Cheguei ao bar em modo emergência. Não era por sede de álcool, era por abstinência de sanidade. Lá estava ele: o Doutor. Já acomodado com seu chope gelado, o olhar distante de quem analisa o mundo entre um amendoim e outro.

O happy hour dele era um ritual sagrado – cerveja, silêncio e, com sorte, nenhuma conversa sobre política. Mas eu cheguei com um furacão na cabeça e pedi… um chá de camomila.

Silêncio.

O garçom, que nunca tinha ouvido aquilo nem quando o bar virou ponto de yoga na pandemia, travou. O Doutor levantou uma sobrancelha, como quem pensa: “Já vi negacionista virar vegetariano, mas isso… isso é novo.”

– Me desculpa, Doutor. Sei que atrapalho sua contemplação etílica, mas minha cabeça tá mais travada que sistema da Receita no último dia de declarar o IR.

Ele anotou algo na caderneta. Provavelmente: “Paciente em surto florido. Sintoma: pede chá num boteco.”

Respirei fundo. Comecei o relato:

– Tive um sonho, Doutor. Um pesadelo daqueles que nem Freud explica sem antes tomar um Lexotan. Era uma revolta no Brasil por causa da morte de dois funcionários da embaixada de Israel em… Washington. Isso mesmo. Revolta em Brasília por evento em Washington. Já começou aí o delírio.

O garçom parou no meio do salão. O cara da sinuca largou o taco como quem pressente tragédia.

– E não era uma revolta qualquer. Gente queimando bonecas Bebê Reborn em praça pública, num protesto simbólico… contra as crianças de Gaza. Um surto coletivo digno de Black Mirror meets Cracolândia.

O Doutor coçou o queixo. Anotou de novo. – Mas aí veio o clímax: Bolsonaro apareceu. Claro que apareceu. É sonho ruim, né? Ele surgiu montado num jegue, sem camisa, coberto por uma faixa que dizia “Salvador da Pátria”. E do nada, o cara começa a jogar gasolina na bandeira dos Estados Unidos… e queima! Pausa dramática.

– QUEIMA, Doutor! A bandeira que ele mais ama. Aquela que ele tratava com mais carinho que os filhos, que a Constituição, que o Queiroz. A bandeira que ele praticamente adotou como segunda pele… queimando. Mais silêncio. Mais choque.

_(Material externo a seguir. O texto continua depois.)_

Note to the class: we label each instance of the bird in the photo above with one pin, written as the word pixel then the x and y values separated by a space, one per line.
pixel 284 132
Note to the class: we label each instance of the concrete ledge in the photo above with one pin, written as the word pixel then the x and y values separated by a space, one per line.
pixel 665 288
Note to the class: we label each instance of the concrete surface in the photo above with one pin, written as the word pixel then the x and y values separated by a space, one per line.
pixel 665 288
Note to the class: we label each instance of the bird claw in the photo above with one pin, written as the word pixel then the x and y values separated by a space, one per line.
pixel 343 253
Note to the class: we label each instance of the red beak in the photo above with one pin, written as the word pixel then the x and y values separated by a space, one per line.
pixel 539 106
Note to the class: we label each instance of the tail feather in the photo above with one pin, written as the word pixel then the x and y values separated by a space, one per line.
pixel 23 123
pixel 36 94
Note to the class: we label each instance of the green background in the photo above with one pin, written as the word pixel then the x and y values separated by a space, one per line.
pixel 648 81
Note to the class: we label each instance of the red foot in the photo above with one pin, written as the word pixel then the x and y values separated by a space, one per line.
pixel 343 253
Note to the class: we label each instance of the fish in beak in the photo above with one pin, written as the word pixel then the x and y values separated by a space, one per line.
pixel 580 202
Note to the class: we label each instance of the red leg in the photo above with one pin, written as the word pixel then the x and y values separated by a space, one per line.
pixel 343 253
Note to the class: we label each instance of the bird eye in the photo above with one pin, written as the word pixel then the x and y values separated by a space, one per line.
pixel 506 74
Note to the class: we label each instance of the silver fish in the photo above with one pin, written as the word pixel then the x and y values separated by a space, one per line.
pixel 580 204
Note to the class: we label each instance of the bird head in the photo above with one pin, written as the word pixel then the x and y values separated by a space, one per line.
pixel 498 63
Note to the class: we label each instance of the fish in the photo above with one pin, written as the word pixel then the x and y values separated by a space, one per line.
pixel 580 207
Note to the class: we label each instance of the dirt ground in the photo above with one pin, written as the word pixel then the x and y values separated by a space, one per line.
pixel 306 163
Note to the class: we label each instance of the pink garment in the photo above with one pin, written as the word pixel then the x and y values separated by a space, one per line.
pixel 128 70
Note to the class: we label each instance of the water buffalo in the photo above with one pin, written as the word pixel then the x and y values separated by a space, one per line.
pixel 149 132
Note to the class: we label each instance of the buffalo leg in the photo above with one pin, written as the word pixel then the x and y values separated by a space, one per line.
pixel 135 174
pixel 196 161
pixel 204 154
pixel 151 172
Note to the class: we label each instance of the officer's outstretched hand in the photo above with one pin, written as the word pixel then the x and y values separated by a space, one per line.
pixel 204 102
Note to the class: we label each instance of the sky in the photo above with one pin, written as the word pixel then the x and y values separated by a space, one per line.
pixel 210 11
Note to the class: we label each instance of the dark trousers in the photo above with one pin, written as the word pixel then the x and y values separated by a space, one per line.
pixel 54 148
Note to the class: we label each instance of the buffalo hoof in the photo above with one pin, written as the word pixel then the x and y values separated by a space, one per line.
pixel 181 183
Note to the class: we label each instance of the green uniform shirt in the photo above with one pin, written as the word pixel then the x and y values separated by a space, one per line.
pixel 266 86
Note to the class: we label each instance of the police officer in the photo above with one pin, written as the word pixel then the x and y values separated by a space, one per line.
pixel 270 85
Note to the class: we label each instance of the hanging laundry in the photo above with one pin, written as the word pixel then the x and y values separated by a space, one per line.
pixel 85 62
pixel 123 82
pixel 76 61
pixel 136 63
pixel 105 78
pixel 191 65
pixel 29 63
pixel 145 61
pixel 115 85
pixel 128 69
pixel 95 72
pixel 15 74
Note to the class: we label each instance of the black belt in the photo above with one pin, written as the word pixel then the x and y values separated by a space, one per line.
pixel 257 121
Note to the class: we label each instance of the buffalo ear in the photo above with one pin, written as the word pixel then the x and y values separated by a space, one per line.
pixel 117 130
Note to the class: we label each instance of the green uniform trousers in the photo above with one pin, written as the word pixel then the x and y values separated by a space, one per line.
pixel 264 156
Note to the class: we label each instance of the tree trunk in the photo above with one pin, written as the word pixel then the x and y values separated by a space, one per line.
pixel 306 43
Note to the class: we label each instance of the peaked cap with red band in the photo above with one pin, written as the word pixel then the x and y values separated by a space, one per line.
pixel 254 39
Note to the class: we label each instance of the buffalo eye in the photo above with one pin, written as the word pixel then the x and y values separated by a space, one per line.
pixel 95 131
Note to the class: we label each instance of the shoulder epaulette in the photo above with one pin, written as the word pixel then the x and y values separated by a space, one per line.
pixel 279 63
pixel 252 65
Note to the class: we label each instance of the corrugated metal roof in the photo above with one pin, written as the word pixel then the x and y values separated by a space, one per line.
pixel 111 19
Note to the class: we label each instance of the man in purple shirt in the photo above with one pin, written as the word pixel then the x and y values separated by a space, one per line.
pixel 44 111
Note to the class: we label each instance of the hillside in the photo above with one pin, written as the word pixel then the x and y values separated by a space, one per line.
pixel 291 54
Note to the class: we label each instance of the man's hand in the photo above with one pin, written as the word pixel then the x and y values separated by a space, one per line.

– E gritando: “PRECISAMOS VOLTAR A QUEIMAR A BANDEIRA AMERICANA! Quem esses imperialistas pensam que são pra querer investigar o nosso Alexandre de Moraes?!”

Eu olhei pro copo de chá. Frio, insosso, desmoralizado. O líquido tinha mais coerência que o roteiro do meu pesadelo.

– Foi aí que eu acordei, Doutor. No susto. Suando. E percebi: não era realidade. Era só um delírio onírico patrocinado por excesso de manchete e pouco filtro solar. Porque veja bem… esse mesmo Bolsonaro que sonha em matar Alexandre de Moraes, Lula e Alckmin, agora tava ofendido com o secretário de Estado americano por sugerir punição ao Moraes? Revirei os olhos.

– É demais até pra quem tem Síndrome de Williams, Doutor. Porque veja: a família Bolsonaro tem essa relação meio… grudentinha com os EUA. É tipo síndrome de Williams mesmo: afeição desmedida, sorriso fácil, amor platônico por vendedor de popcorn e de “ince cream”. Eles não queimam bandeira. Eles batem continência, pedem autógrafo e juram lealdade eterna em inglês com sotaque de rodoviária. O garçom, emocionado, limpou uma lágrima com o pano de balcão. O cara da sinuca cruzou os braços.

Todos atentos.

– Sei que é um exagero, Doutor. Mas será que essa paixão por líderes grosseiros, autoritários, que batem na mesa e gritam “eu mando!”… não é um caso clínico? O Doutor, até então mudo como o Supremo diante de um indulto absurdo, fechou a caderneta com delicadeza. Deu um último gole no chope, limpou a espuma da barba e respondeu, pela primeira e única vez na noite:

– Chá trata ansiedade. Chope trata lucidez.